On Tue, Nov 8, 2011 at 15:27, Ramon Diaz-Uriarte
<rdiaz02@gmail.com> wrote:
But now, when I read that 0.9 is obsolete (my current version, running
Debian, is 0.9.2-2) and that I should grab the one in darcs, etc, etc, and
possibly start fiddling around... well, I really don't feel tempted at all
to try that right now (and I will, at least for now, feel solace in the
"if it ain't broken, don't fix it").
I've followed the discussion for quite a while now, and realized that my "stock" xmonad (as delivered from ubuntu) has been outdated for years. I've felt the same way (i.e. "if it ain't broke, don't try to fix it") because it's just worked. I'm "just" a sysadm, and not a programmer, so I feel (as others have pointed out in this thread) more than a little intimidated by haskell.

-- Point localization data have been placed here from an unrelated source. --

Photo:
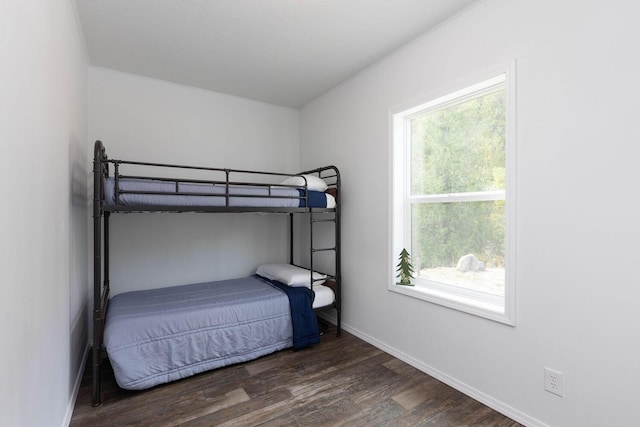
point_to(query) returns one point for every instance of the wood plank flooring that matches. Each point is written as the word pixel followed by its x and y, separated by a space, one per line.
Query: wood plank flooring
pixel 340 382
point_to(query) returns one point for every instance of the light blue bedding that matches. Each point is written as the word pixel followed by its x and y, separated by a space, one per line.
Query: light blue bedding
pixel 190 195
pixel 161 335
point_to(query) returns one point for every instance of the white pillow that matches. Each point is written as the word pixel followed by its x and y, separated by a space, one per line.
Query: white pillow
pixel 289 274
pixel 313 182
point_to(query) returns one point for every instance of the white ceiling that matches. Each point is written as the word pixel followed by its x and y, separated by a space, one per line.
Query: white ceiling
pixel 284 52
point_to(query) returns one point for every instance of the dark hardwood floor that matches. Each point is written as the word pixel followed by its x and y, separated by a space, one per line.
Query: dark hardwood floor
pixel 340 382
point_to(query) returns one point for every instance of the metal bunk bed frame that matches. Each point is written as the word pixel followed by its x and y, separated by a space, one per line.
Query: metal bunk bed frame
pixel 102 211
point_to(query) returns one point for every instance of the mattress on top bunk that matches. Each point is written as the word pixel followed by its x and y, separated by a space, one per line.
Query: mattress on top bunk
pixel 161 335
pixel 191 195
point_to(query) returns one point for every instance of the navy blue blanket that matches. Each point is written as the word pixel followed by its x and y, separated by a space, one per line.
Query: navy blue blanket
pixel 303 318
pixel 316 199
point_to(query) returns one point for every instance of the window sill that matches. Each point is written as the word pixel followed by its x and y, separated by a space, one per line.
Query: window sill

Today however, with the fantastically simple explanation from Wirt Wolff earlier in this thread on how to build it with cabal from darcs, I decided to give it a go.
It really was as simple as Wirt describes. With a minimum of modification to my setup (mv /usr/bin/xmonad /usr/bin/.xmonad;ln -s /home/jonas/.cabal/bin/xmonad /usr/bin/xmonad), I'm now running the "latest and greatest" from darcs - integrated with
gnome3 and with xmonad-log-applet integrated in gnome3-panel.
It was a lot easier than I had expected.
Give it a go, it's easy to revert (just undo the rename and link) in case there's problems.